Dès les années 1960, l’assèchement de la mer d’Aral commence. Les Soviétiques veulent changer les steppes du Kazakhstan et de l’Ouzbékistan en champs de coton et de blé. Ils exploitent une partie de la mer d’Aral pour irriguer ces cultures. Résultat, elle perd neuf dixième de sa surface en 1970.

Devant cette catastrophe écologique, un projet financé par la Banque mondiale entame la restauration de la mer d’Aral. Depuis 2005, elle remonte de six mètres chaque année.
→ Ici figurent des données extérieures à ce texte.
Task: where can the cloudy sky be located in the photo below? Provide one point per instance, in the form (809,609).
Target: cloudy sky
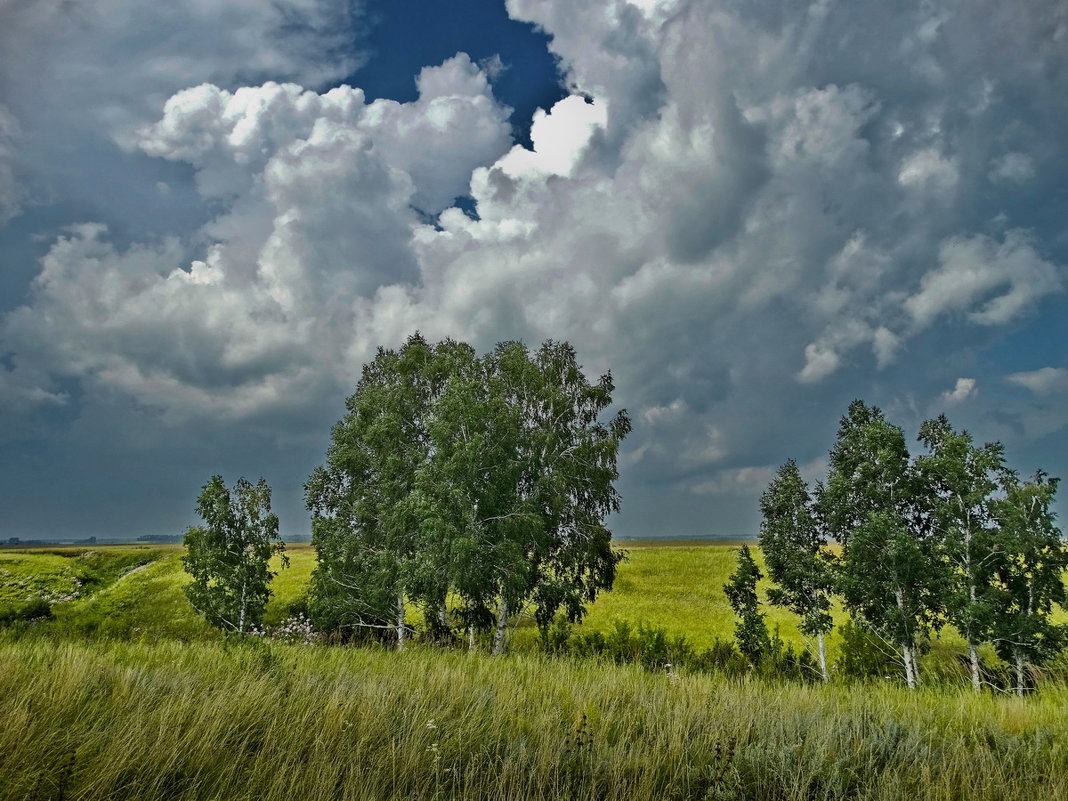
(211,214)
Mais il faudra encore attendre de nombreuses années pour remplir un lac salé qui s’étendait sur 67 300 km², soit deux fois la Belgique.

Lac Poopó (Bolivie)

Perché à 3700 mètres d’altitude, ce lac a complètement disparu depuis 2015. C’était le deuxième plus grand lac de Bolivie dans les années 1970.

Aujourd’hui, il n’en reste qu’un désert de 4 000 km², une faune morte et des habitations vides. La population a quitté les lieux car les ressources se raréfiaient. Le lac fut victime du manque de pluie sévère et des activités d’une centaine d’exploitations minières.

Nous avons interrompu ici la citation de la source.